My first desk wasn't in the newsroom. It was a cramped nook among filing cabinets and shelves on another floor. It didn't have a phone or a light. Because I spent a lot of time on the road, I didn't mind. At least I had a place to keep my stuff.
One day I came to work and found a microfilm viewer on my desk. The desk wasn't mine anymore. I was handed a box labeled "Kirby's stuff" and told there was a desk upstairs for me, although still not in the actual newsroom.
I kept this desk for three weeks before it was given to an important unpaid intern. I was moved to another area where the "Kirby's stuff" box had to serve as my desk. Granted, there was a phone this time, but it didn't work.
When I finally got a desk in the actual newsroom, it was one no one else wanted. There was a huge concrete support pillar in the middle of the cubicle. If I wanted to work at my desk, I had to type with my arms around it.
When the Tribune moved the newsroom to The Gateway in 2005, there were plenty of desks to go around. I was given a nice new shiny one near an actual window. It was mine for exactly 21 days before someone in Sports needed it.
Change came slowly. One day several years ago I suddenly realized that I no longer had to fight for a desk. I could pick one and reasonably expect to keep it. Also, there was a lot more elbow room.
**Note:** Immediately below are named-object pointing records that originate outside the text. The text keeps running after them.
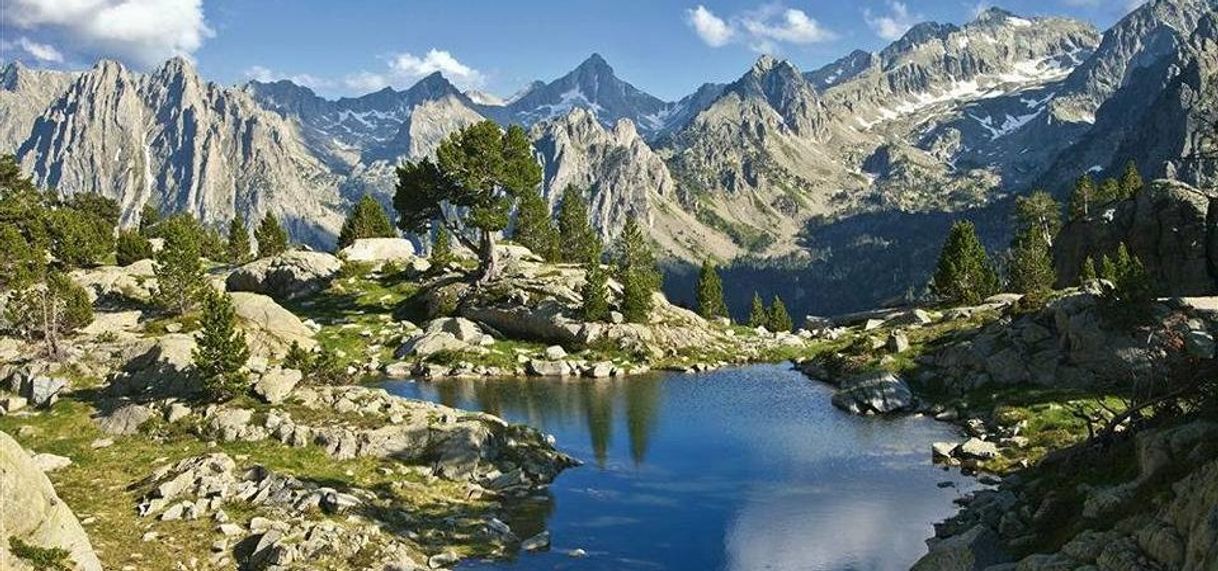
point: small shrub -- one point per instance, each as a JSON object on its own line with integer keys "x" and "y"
{"x": 40, "y": 558}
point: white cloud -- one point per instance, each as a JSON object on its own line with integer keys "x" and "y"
{"x": 412, "y": 67}
{"x": 761, "y": 29}
{"x": 893, "y": 24}
{"x": 266, "y": 74}
{"x": 140, "y": 32}
{"x": 366, "y": 82}
{"x": 713, "y": 29}
{"x": 44, "y": 52}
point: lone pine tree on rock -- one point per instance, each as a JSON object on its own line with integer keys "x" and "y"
{"x": 470, "y": 188}
{"x": 367, "y": 219}
{"x": 710, "y": 292}
{"x": 965, "y": 273}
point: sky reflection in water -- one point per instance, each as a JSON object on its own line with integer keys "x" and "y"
{"x": 739, "y": 469}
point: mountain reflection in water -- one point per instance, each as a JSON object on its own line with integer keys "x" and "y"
{"x": 738, "y": 469}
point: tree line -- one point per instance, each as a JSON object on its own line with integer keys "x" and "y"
{"x": 966, "y": 273}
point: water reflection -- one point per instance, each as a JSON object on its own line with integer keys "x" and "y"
{"x": 732, "y": 470}
{"x": 559, "y": 403}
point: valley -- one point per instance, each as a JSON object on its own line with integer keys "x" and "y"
{"x": 948, "y": 304}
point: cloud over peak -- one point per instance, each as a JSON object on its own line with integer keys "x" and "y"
{"x": 761, "y": 29}
{"x": 140, "y": 32}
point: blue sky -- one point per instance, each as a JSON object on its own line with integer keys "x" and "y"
{"x": 348, "y": 48}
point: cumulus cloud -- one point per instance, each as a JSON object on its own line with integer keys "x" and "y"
{"x": 140, "y": 32}
{"x": 404, "y": 68}
{"x": 763, "y": 28}
{"x": 43, "y": 52}
{"x": 409, "y": 66}
{"x": 264, "y": 74}
{"x": 713, "y": 29}
{"x": 893, "y": 24}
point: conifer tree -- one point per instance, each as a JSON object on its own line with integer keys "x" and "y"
{"x": 1130, "y": 180}
{"x": 575, "y": 231}
{"x": 271, "y": 236}
{"x": 594, "y": 291}
{"x": 637, "y": 272}
{"x": 1130, "y": 280}
{"x": 441, "y": 250}
{"x": 778, "y": 318}
{"x": 758, "y": 314}
{"x": 710, "y": 292}
{"x": 132, "y": 247}
{"x": 1038, "y": 216}
{"x": 535, "y": 229}
{"x": 965, "y": 273}
{"x": 221, "y": 352}
{"x": 478, "y": 174}
{"x": 238, "y": 247}
{"x": 178, "y": 268}
{"x": 1110, "y": 190}
{"x": 1083, "y": 197}
{"x": 367, "y": 219}
{"x": 1032, "y": 269}
{"x": 1088, "y": 272}
{"x": 149, "y": 217}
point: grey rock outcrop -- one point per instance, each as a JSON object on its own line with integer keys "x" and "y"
{"x": 34, "y": 514}
{"x": 285, "y": 276}
{"x": 1168, "y": 227}
{"x": 269, "y": 329}
{"x": 876, "y": 393}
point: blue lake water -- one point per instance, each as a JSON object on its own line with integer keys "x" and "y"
{"x": 738, "y": 469}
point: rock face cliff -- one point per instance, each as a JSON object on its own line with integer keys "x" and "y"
{"x": 180, "y": 144}
{"x": 1169, "y": 227}
{"x": 34, "y": 514}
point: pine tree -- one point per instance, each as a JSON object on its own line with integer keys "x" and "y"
{"x": 1087, "y": 273}
{"x": 178, "y": 268}
{"x": 758, "y": 315}
{"x": 575, "y": 231}
{"x": 637, "y": 272}
{"x": 1130, "y": 280}
{"x": 535, "y": 229}
{"x": 238, "y": 247}
{"x": 1130, "y": 180}
{"x": 1110, "y": 191}
{"x": 594, "y": 291}
{"x": 271, "y": 236}
{"x": 221, "y": 352}
{"x": 1038, "y": 216}
{"x": 1032, "y": 269}
{"x": 149, "y": 218}
{"x": 965, "y": 273}
{"x": 367, "y": 219}
{"x": 780, "y": 320}
{"x": 1083, "y": 197}
{"x": 441, "y": 250}
{"x": 710, "y": 292}
{"x": 132, "y": 247}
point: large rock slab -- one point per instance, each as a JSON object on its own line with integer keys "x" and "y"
{"x": 33, "y": 513}
{"x": 873, "y": 393}
{"x": 285, "y": 276}
{"x": 379, "y": 250}
{"x": 269, "y": 329}
{"x": 119, "y": 284}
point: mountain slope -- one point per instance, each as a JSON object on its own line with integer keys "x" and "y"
{"x": 172, "y": 140}
{"x": 592, "y": 87}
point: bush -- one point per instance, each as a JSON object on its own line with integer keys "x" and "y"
{"x": 271, "y": 236}
{"x": 132, "y": 247}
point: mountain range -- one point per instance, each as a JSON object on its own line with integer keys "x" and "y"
{"x": 809, "y": 168}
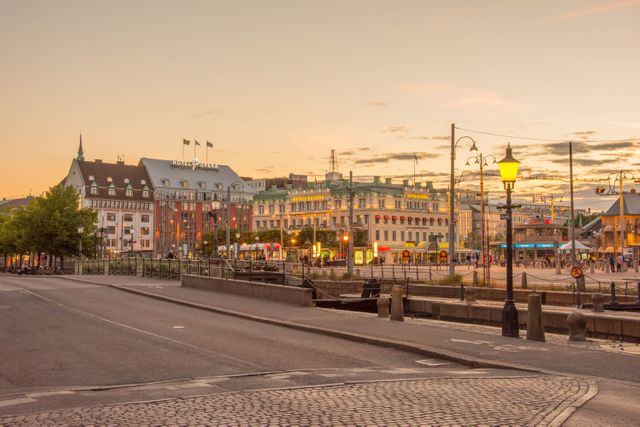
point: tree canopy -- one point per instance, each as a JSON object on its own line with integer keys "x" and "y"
{"x": 48, "y": 224}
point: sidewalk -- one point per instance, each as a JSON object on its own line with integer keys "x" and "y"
{"x": 475, "y": 346}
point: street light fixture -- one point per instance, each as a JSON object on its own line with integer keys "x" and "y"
{"x": 452, "y": 230}
{"x": 486, "y": 266}
{"x": 508, "y": 174}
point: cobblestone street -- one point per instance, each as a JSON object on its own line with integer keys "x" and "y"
{"x": 532, "y": 400}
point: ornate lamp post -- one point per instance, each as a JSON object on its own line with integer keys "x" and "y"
{"x": 508, "y": 173}
{"x": 452, "y": 227}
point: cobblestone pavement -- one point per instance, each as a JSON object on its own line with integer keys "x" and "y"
{"x": 531, "y": 400}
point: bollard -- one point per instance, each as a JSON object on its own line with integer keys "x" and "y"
{"x": 577, "y": 326}
{"x": 598, "y": 302}
{"x": 470, "y": 294}
{"x": 613, "y": 293}
{"x": 383, "y": 304}
{"x": 397, "y": 308}
{"x": 535, "y": 330}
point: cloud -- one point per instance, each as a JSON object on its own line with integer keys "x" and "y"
{"x": 377, "y": 104}
{"x": 627, "y": 124}
{"x": 598, "y": 9}
{"x": 455, "y": 97}
{"x": 353, "y": 151}
{"x": 386, "y": 158}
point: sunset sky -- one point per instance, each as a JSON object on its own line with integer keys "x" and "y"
{"x": 275, "y": 85}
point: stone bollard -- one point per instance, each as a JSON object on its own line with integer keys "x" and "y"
{"x": 535, "y": 330}
{"x": 397, "y": 308}
{"x": 598, "y": 302}
{"x": 470, "y": 294}
{"x": 577, "y": 326}
{"x": 383, "y": 304}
The desk situation continued to improve as the industry situation deteriorated. Pretty soon, thanks to attrition, I could have a desk in just about any part of the newsroom I wanted to sit.
The change accelerated. Eventually, I could have two desks, three phones, a dozen chairs and sit anywhere in the newsroom. I could almost have my own newsroom.
Then came Thursday's massacre. Responding to the continual decline in advertising revenue, the newspaper laid off nearly 20 percent of the staff. Some of the people I used to fight with over a desk are gone.
The survivors are still trying to cope. The desks will be circled and we'll continue putting out a newspaper. The newsroom won't be the same, though.
It's easy to find a place in the newsroom now. Looking around, I can have just about any desk I want. But I don't want any of them. I want the people back who used to work at them.